Benoît Paillé : « Extraordinairifier » le banal
Depuis 2009, le photographe Benoît Paillé prend des portraits d’étrangers. Des petits et des vieux, des jolis et des plus disgracieux, dans la rue ou dans le métro, de Trois-Rivières au pays du sombrero…
Benoît Paillé a des couilles. C’est lui qui le dit, parce qu’il photographie des étrangers, partout, tout le temps. "C’est un affront. On est en 2011 et les gens ont peur des caméras." Il arrive que sa timidité prenne le dessus. "J’ai "choké" des millions de fois", avoue le photographe autodidacte. L’exposition Stranger Project, qui se retrouve actuellement sur les murs du Centre d’exposition Raymond-Lasnier, est justement le résultat d’une démarche personnelle visant à briser sa gêne.

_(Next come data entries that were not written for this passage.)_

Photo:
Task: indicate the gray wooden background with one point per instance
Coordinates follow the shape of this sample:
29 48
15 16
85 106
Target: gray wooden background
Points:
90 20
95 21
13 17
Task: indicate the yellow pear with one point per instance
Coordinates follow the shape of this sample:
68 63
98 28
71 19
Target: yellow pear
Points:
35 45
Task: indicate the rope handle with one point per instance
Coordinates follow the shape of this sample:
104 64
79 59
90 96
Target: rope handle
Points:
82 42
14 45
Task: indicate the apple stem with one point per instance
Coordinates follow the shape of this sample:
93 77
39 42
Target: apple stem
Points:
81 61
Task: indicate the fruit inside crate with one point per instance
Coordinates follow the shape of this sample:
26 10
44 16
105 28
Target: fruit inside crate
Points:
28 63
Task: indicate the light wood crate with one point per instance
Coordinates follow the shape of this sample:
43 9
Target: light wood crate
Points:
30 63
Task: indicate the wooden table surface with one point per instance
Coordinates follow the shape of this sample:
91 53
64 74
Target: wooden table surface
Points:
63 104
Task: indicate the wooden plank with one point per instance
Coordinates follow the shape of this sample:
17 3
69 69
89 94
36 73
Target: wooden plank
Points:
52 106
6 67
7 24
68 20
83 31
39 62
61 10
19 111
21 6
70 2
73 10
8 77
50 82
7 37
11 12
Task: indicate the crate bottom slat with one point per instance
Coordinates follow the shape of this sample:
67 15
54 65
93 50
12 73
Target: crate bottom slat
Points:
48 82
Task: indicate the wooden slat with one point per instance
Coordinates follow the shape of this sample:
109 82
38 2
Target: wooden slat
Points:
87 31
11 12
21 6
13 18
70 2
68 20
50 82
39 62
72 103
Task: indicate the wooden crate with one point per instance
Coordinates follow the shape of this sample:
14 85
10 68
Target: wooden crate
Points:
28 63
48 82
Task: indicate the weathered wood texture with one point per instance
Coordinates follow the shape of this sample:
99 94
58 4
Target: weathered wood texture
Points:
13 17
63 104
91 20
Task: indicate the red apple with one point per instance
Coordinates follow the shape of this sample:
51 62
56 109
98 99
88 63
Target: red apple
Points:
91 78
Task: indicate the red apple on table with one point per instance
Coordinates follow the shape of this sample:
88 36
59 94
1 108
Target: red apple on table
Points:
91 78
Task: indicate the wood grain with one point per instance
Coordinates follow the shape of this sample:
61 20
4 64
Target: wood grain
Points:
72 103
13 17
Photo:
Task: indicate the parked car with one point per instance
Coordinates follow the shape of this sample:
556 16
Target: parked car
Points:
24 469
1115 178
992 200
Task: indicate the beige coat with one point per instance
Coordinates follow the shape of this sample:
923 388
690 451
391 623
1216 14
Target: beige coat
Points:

Le projet a vu le jour à travers son objectif, dans une ruelle trifluvienne en 2009. "J’avais mon appareil en main et un de mes voisins m’a dit: "T’es pas game de me prendre en photo." Alors je l’ai pris, et j’en ai posé un autre, puis un autre. Je me suis rendu compte que c’étaient mes voisins et que je ne leur parlais même pas, raconte-t-il. C’est fou, les lieux les plus densément peuplés sont les lieux où l’on connaît le moins de monde."
PARLEZ AUX ETRANGERS
Benoît Paillé admet que sa démarche s’inscrit un peu en réaction au sacro-saint "Ne parle pas aux étrangers" qu’on nous inculque dès l’enfance. "J’avais envie de briser ça, de créer un moment. La photo est un prétexte pour parler. On crée un lien éphémère."
Comme si c’était un coup de foudre, le photographe le ressent lorsqu’il doit immortaliser le portrait d’un passant. "Je les choisis, lance-t-il en parlant de ses modèles. Ce n’est pas tant le physique que ce qu’ils dégagent. C’est une combinaison de facteurs: le visage, le charisme, la lumière, le lieu, les vêtements…"
C’est donc une trentaine de faciès neutres qui dévisagent le public de Stranger Project. Neutres, parce qu’un gros sourire Chiclets, ce n’est pas très naturel. "C’est fake", note l’artiste. Ses photos ne sont pas volées, ni même croquées sur le vif. "C’est réfléchi, parce que je demande tout de même aux gens de ne pas montrer les dents, de ne pas sourire", relate-t-il. Une mise en scène assez minimaliste, donc, mais une facture très léchée, presque publicitaire.
Comme il se plaît à le dire, Benoît Paillé prend des gens banals pour les "extraordinairifier". "Tout le monde est unique, exceptionnel, a de l’intérêt. Ouvrez-vous les yeux, il y a tellement de personnes intéressantes autour de vous!"